MedPath

Study to Evaluate the Efficacy, Safety, and Tolerability of IMU-838 in Patients With Relapsing Multiple Sclerosis

Phase 3
Recruiting
Conditions
Multiple Sclerosis
Interventions
Drug: IMU-838 tablets
Drug: Placebo matching IMU-838 tablets
Registration Number
NCT05134441
Lead Sponsor
Immunic AG
Brief Summary

Multi-Center, Randomized, Double-Blinded Phase 3 Study to Evaluate the Efficacy, Safety, and Tolerability of IMU-838 versus Placebo in Adults with Relapsing Multiple Sclerosis (ENSURE-1)

Detailed Description

This study will be a multicenter, randomized, double-blind, placebo-controlled study with a blinded Main Treatment Period (MT) and an Open Label Period (OLE) to evaluate the efficacy, safety, and tolerability of IMU-838 in adult patients with RMS. The study will consist of the following periods:

Screening Period: Approximately 28 days Main Treatment Period: Up to 72 weeks (approximately 15 months) Open Label Extension Period: Up to approximately 8 years

Recruitment & Eligibility

Status
RECRUITING
Sex
All
Target Recruitment
1050
Inclusion Criteria

  • Male or female patient (age ≥18 to ≤55 years).

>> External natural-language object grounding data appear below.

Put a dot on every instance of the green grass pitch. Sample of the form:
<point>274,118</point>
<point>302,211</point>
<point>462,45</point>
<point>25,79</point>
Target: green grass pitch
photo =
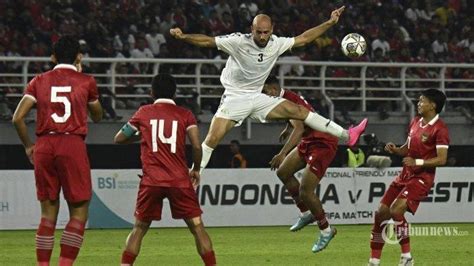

  • Patients with an established diagnosis of MS according to 2017 McDonald Criteria.

  • Patients with RMS comprising of relapsing remitting MS (RRMS) and active secondary progressive MS, both defined according to Lublin criteria 1996 and 2014.

  • Active disease as defined by Lublin 2014 evidenced prior to Screening by:

    1. At least 2 relapses in the last 24 months before randomization, or
    2. At least 1 relapse in the last 12 months before randomization, or
    3. A positive Gd+ MRI scan (brain and/or spine) in the last 12 months prior to randomization.

  • Willingness and ability to comply with the protocol.

  • Written informed consent given prior to any study-related procedure.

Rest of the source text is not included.